Specifically, users were looking for a sleeker, bolder design echoing the technology solutions they were interacting with every day in their personal lives. "That was the bar we tried to hit here. How could we make Lexis+ a solution with a modern design experience, a set of unique functional capabilities and empowered by some new technical capabilities that drive better insights," Pfeifer said.
Chief among those "new technical capabilities" is natural language processing, which helps to power features such as Lexis Answers. To be sure, Lexis+ isn't the only legal research platform deploying that technology. Fastcase, for example, entered into a partnership with ROSS Intelligence with the hopes of leveraging the company's experience with AI to diminish search lengths and bolster real-time updates.

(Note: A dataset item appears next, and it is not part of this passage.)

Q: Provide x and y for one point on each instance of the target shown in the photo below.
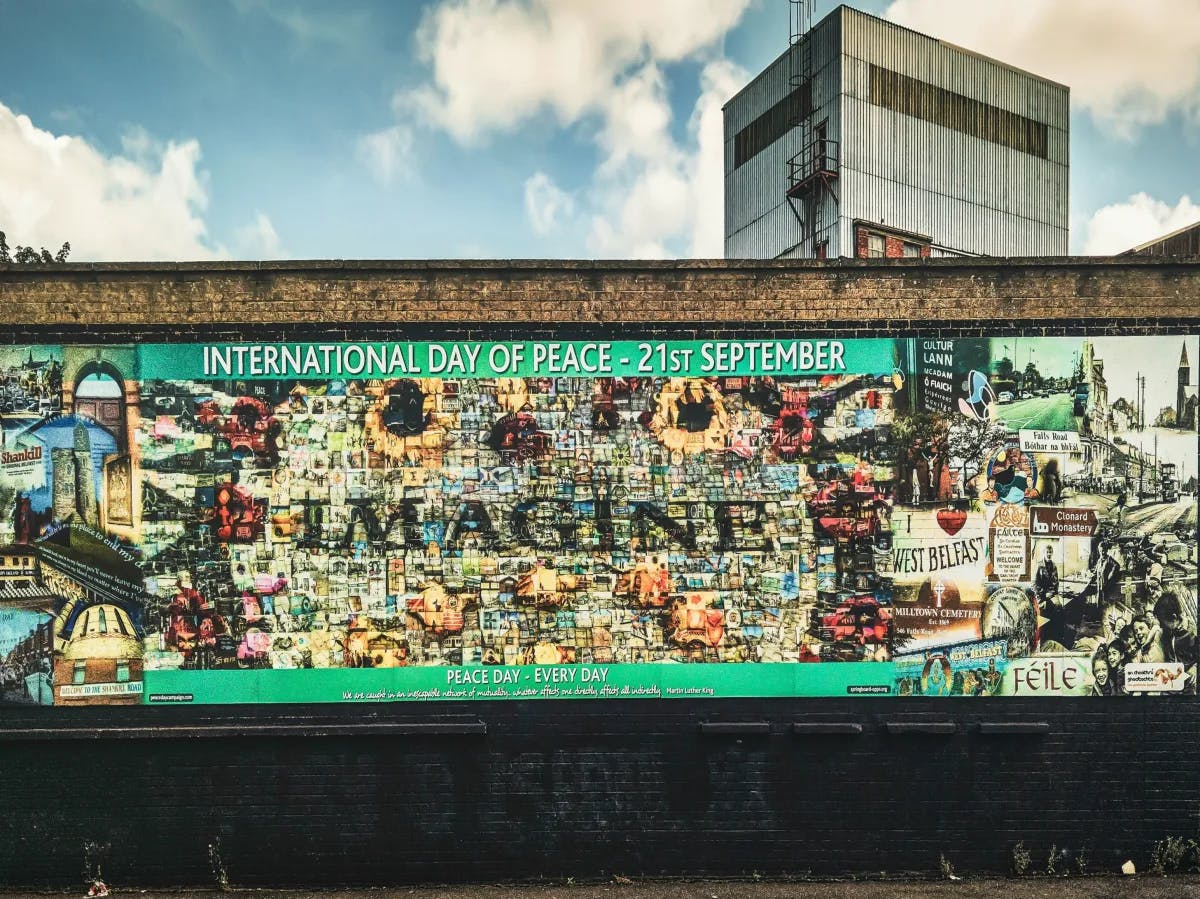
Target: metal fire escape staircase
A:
(813, 172)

But there's also some risk to throwing around buzz words like "natural language processing" too freely, which resulted in Lexis+ attempting to thread the tech almost invisibly throughout the platform. According to Pfeifer, if made too prominent, that kind of high-end technology can often be a double-edged sword.
"Especially machine learning and artificial intelligence, because many of our customers tell us things like, 'It kind of scares me, because I'm not exactly sure what's happening and sometimes I feel like I may loose control of the product experience,'" he said.
There are other challenges more specific to the moment. For example, Lexis+ marks the first time that LexisNexis has released a product in the middle of a global pandemic. But the legal research market in general seems healthy, with other legal research companies like Casetext and Fastcase proceeding full-speed ahead through COVID-19 following a brief slump in March.
"We've been able to amazingly find a very receptive customer audience both to ongoing research and development that's taken place, since most of our customers went to work from home back in March, all the way through the final coding work," Pfeifer said.